Andrea's Crash Course in Chapter 3
There are multiple ways to compute the potential, and each is suited to a different set of circumstances:
Compute directly
I would consider this a last resort unless you’ve got a point charge.
\[V(r) = \frac{1}{4\pi\epsilon_0}\int \frac{1}{R}\rho(\vec{r}^\prime) d\tau^\prime.\]where as always \(R = \vec{r} - \vec{r}^\prime\).
Integrating Poisson’s (or Laplace’s) equation’s twice to get the potential
This works great in one dimension when you have boundary conditions, because you can integrate it twice to get rid of the derivatives. You’ll have two constants of integration, which you can figure out by using the boundary conditions.

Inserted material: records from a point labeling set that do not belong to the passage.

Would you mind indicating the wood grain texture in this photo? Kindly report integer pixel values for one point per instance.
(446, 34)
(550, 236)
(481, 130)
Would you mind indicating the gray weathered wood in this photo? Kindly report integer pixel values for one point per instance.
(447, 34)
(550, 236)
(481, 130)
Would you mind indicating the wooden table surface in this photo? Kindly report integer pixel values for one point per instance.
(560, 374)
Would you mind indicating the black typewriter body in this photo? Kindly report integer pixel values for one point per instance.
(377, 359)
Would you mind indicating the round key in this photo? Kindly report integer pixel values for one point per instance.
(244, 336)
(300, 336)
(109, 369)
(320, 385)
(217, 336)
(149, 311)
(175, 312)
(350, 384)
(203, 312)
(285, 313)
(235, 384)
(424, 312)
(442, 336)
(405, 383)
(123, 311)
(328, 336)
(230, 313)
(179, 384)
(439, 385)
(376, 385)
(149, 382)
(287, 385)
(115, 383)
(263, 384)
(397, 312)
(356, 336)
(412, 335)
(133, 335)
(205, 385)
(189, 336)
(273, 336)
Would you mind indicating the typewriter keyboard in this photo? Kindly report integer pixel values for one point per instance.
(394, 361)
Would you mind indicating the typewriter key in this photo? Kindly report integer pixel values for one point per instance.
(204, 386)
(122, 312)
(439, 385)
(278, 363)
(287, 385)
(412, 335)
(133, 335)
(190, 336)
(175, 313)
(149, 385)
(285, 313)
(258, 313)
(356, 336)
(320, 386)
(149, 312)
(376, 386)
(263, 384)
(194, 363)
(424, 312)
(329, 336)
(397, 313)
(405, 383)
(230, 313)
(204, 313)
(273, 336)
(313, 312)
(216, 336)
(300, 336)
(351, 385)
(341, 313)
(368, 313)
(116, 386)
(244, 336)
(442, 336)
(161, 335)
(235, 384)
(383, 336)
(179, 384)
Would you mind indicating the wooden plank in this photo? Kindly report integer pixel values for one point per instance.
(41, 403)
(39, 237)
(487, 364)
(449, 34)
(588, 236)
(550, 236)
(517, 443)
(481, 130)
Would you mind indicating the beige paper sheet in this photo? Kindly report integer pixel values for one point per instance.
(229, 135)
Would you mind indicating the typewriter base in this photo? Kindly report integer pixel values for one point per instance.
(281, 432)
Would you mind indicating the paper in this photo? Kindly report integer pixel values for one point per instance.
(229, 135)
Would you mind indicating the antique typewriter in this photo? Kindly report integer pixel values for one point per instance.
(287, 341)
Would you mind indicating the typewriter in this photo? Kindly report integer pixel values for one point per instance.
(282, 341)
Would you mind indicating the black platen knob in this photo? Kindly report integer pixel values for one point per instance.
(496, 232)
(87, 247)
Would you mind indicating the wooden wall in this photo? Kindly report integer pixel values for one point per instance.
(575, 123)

\[\nabla^2 V = \frac{d^2V}{dx^2} = -\frac{\rho}{\epsilon_0}\]Method of Images
Create a set of charges outside the region of interest that produce a potential in the region of interest that matches the boundary conditions. It’s useful for point charges near conducting planes and conducting spheres. Note that if what you really want is the field rather than the potential, you can compute it directly from the image charges (rather than computing \(V\) and taking the gradient).
Separation of variables
You assume your solution is the product of two functions, each of which is a function of only one variable, and then you use boundary conditions to find the potential. This works great if you have cartesian boundaries, in which case you get solutions that are products of exponentials and/or sinusoids.
In spherical coordinates this works, too, as long as you have azimuthal symmetry (i.e. nothing in the problem involves \(\phi\)) You end up with Legendre Polynomials in the function of \(\theta\).
You’ll be doing the cylindrical version of separation of variables for homework.
Multipole Expansion
If you’re interested in the potential outside of a particular charge distribution, the multipole expansion is useful because it’ll tell you what the dominant term in the potential is…the next leading term…etc. The general solution to Coulomb’s law (at the top of this page) actually naturally gets you Legendre Polynomials. Note that you don’t need boundary conditions to use a multipole expansion, because the multipole expansion is actually a formula for the potential given a particular charge distribution.
When would you do this? (Ethan asked this question after class on Friday). Here’s my tentative answer (we may want to adjust it over the course of the semester). If you have a weird charge distribution and you don’t actually want the exact potential, but just an approximation, this would be a good method. You would only keep the first couple of terms.